= Neethu Vanajakshi =

Trans woman from Karnataka

Neethu Vanajakshi (born 25 February 1993) is an Indian actress from Karnataka. She was a contestant on season 10 of Bigg Boss Kannada, and was eliminated from the show after seven weeks.

== Early life ==
Vanajakshi hails from Gadag district, Karnataka. She did her schooling at Model High School. She used to make and sell flower garlands to add to the income of the family. In 2007, she moved to Bengaluru to join a college and to explore her identity. She studied art at the Ken School of Art, Bengaluru after competing her BBA degree and also did a diploma in animation. She is an amateur semi-classical Kathak dancer, a yoga practitioner and a tattoo artist.
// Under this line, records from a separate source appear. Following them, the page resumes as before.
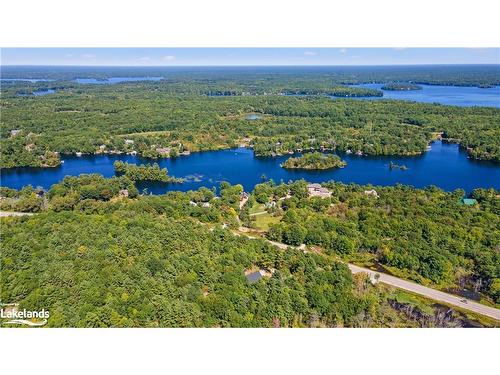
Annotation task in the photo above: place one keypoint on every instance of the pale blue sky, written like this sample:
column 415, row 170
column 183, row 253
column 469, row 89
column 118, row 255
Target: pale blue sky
column 247, row 56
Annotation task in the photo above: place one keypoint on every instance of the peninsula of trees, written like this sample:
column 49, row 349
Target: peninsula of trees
column 315, row 161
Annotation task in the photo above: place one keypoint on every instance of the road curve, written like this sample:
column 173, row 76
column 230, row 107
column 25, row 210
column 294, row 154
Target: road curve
column 430, row 293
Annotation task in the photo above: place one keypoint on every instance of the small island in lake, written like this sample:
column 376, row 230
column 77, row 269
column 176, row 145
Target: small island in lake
column 401, row 87
column 144, row 172
column 314, row 161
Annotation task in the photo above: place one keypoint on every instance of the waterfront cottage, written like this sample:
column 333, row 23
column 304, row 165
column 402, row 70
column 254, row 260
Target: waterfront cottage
column 316, row 190
column 372, row 193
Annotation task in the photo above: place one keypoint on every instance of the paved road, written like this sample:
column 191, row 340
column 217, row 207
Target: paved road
column 433, row 294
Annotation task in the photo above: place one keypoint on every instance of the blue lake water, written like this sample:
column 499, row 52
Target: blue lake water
column 444, row 165
column 32, row 80
column 449, row 95
column 112, row 80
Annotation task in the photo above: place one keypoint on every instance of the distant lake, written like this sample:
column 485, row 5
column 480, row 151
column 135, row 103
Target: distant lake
column 444, row 165
column 112, row 80
column 449, row 95
column 32, row 80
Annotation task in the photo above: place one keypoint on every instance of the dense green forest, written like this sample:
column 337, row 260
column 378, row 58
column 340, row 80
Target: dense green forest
column 144, row 118
column 314, row 160
column 401, row 87
column 95, row 258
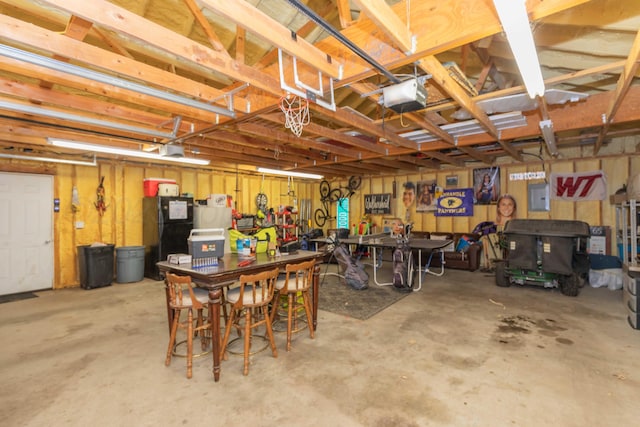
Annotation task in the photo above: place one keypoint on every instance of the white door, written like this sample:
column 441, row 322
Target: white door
column 26, row 232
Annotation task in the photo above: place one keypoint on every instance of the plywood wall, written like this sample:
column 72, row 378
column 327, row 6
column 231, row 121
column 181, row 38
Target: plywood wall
column 121, row 224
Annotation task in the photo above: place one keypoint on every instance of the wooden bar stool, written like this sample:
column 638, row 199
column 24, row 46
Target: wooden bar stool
column 182, row 296
column 250, row 302
column 296, row 284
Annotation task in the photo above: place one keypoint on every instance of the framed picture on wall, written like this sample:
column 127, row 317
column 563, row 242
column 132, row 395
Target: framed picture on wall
column 486, row 185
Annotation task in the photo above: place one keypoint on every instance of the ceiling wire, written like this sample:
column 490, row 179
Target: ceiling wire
column 353, row 47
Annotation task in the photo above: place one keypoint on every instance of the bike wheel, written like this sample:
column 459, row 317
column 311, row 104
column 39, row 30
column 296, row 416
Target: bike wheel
column 354, row 183
column 320, row 217
column 325, row 188
column 410, row 271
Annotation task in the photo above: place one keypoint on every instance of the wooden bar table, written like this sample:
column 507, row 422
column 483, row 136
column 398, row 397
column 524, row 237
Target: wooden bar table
column 215, row 278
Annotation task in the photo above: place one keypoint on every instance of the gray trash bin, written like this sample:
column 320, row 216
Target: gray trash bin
column 130, row 264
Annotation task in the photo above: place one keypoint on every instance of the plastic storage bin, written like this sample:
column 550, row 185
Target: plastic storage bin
column 96, row 266
column 130, row 264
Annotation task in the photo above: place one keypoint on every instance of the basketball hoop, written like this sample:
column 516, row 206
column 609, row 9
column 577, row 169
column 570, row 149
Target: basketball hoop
column 296, row 113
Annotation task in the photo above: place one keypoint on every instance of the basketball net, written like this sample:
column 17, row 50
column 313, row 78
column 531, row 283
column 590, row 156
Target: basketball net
column 296, row 113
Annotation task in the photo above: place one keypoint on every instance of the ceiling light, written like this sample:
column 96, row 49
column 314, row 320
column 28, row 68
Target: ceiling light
column 515, row 23
column 77, row 71
column 289, row 173
column 49, row 159
column 122, row 151
column 546, row 126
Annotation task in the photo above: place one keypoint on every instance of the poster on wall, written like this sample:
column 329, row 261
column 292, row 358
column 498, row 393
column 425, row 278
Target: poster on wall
column 342, row 213
column 486, row 185
column 427, row 195
column 377, row 204
column 455, row 202
column 579, row 186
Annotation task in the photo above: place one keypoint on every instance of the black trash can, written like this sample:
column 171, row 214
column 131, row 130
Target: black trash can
column 130, row 264
column 95, row 264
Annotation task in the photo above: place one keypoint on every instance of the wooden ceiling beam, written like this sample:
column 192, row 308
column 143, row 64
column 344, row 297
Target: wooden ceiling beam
column 344, row 12
column 442, row 78
column 385, row 17
column 144, row 31
column 21, row 32
column 267, row 28
column 322, row 146
column 624, row 82
column 209, row 32
column 322, row 131
column 83, row 104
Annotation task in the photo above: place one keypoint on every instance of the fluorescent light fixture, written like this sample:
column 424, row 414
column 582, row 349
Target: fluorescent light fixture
column 546, row 126
column 515, row 23
column 122, row 151
column 39, row 111
column 49, row 159
column 289, row 173
column 77, row 71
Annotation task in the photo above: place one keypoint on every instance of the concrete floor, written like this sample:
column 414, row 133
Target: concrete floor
column 461, row 352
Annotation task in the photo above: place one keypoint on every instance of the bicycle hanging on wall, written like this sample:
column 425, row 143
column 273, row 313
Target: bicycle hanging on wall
column 329, row 196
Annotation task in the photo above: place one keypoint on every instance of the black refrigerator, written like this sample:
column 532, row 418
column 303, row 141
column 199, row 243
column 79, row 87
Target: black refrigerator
column 166, row 224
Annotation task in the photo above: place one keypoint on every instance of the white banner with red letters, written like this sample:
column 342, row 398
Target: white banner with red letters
column 579, row 186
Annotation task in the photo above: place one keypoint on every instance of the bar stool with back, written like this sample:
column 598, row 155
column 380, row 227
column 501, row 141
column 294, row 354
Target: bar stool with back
column 298, row 280
column 250, row 301
column 183, row 296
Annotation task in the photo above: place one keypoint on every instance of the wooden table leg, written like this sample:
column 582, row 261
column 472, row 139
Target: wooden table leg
column 169, row 311
column 214, row 317
column 315, row 294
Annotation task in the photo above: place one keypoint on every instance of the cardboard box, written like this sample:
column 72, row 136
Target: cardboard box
column 616, row 199
column 179, row 259
column 217, row 200
column 150, row 185
column 206, row 242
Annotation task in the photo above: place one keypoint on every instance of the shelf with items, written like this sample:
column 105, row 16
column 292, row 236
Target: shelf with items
column 627, row 234
column 628, row 244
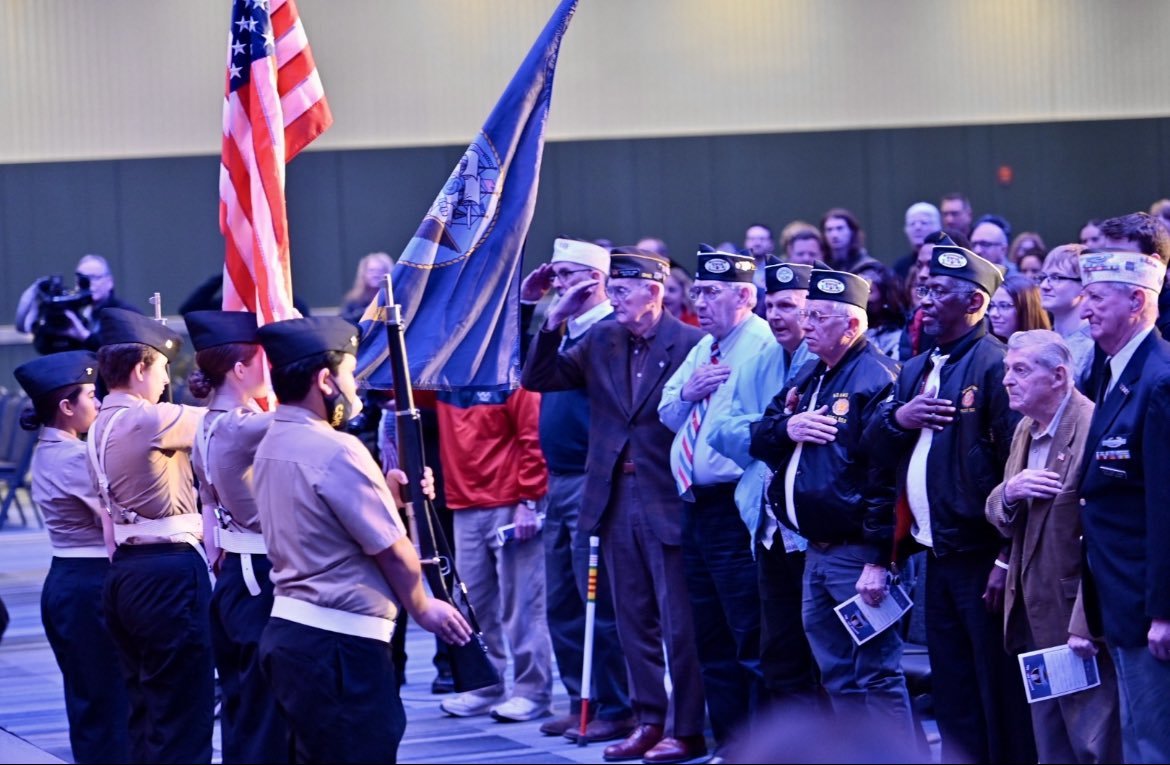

She used to run a hotel that served traditional North Karnataka food.

== Identity ==
Vanajakshi is a trans woman. She took counseling and hormonal therapy in preparation for her transition to a trans woman and underwent surgery and medical treatment. In 2019, she won Miss Transqueen title and earned the chance to represent India. She revealed her identity in 2016 to her sister, who was in shocked and in tears to hear her sister's story. In 2020, she represented India at the Miss International Queen 2020. In Big Boss, she shared her feelings and how she had to keep her identity a secret before she came out.

== Career ==
Vanajakshi began as flower seller in her village to support her family before becoming a full-fledged entrepreneur, dancer, tattoo artist and actor. After leaving her home town Gadag, she started a restaurant, Gama Gama, for her mother and a beauty parlour for her sister, to fulfill her 'responsibility towards her family'. After becoming popular through the reality show Super Queens, she made her debut in acting in the film UI directed by director Upendra. In the reality show Bigg Boss Kannada 10, she achieved two milestones, the captaincy of the house and 'Kicchana Chappale', the appreciation of actor Kiccha Sudeep, who is the host. She is also a TEDx speaker.